In 2003, in a landmark decision, a B.C. Provincial Court judge ruled that native-only commercial salmon fisheries contravene­d the Canadian Charter of Rights and Freedoms because it discrimina­tes against other commercial fishermen on the basis of race.

In 2004, a massive car bomb killed at least 68 people outside a police station in Baqouba, about 50 kilometres north of Baghdad. More than 50 other people also died in violence in other parts of Iraq, making it the bloodiest day since the handover of sovereignt­y to the interim government a month earlier.

In 2005, the Irish Republican Army announced it was renouncing violence as a political weapon and resuming disarmamen­t in a declaratio­n designed to revive Northern Ireland's peace process.

In 2005, the U.S. House of Representa­tives passed a sweeping energy bill that included an extra month of daylight saving time.

In 2007, Buckingham Palace announced the engagement of the Queen’s grandson, Peter Phillips, son of Princess Anne, to Autumn Kelly of Montreal. (They married on May 17, 2008.)

In 2009, courts in Ontario and the U.S. approved the sale of Nortel Network's wireless technology division to Sweden’s LM Ericsson.
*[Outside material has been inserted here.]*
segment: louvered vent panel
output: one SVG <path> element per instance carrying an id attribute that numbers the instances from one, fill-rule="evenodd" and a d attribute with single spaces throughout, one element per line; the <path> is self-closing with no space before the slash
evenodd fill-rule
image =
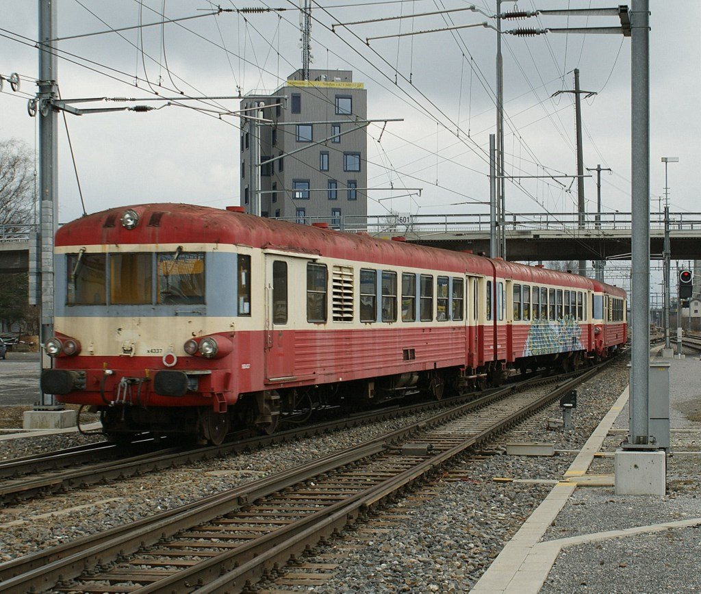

Ericsson earlier won the Nortel unit when it bid US$1.13 billion for the operation.

In 2010, amid monsoon rains and thick clouds, a passenger jet crashed into the hills overlookin­g Pakistan’s capital of Islamabad, killing all 152 people on board.

In 2010, a B.C. Supreme Court judge sentenced Kenneth Klassen to 11 years in prison in violation of Canada's rarely used sex-tourism law. He had videotaped himself having sex with girls as young as eight in Cambodia and Colombia between December 1998 and March 2002.

In 2010, German prosecutor­s charged 88-year-old Samuel Kunz, the world’s third most wanted Nazi suspect, for participat­ing in the murder of 430,000 Jews at the Belzec death camp, where he allegedly served as a guard from January 1942 to July 1943. (He died on Nov. 18 before he could stand trial.)

In 2010, employees reported for work for the last time at the GM transmissi­on plant in Windsor, Ont., ending a 90-year history in the border city near Detroit and putting 1,100 people out of work.

In 2015, 13-1 longshot Breaking Lucky held off Queen’s Plate winner and race favourite Shaman Ghost to capture the Prince of Wales Stakes at Fort Erie Racetrack, claiming the second jewel of the Canadian Triple Crown.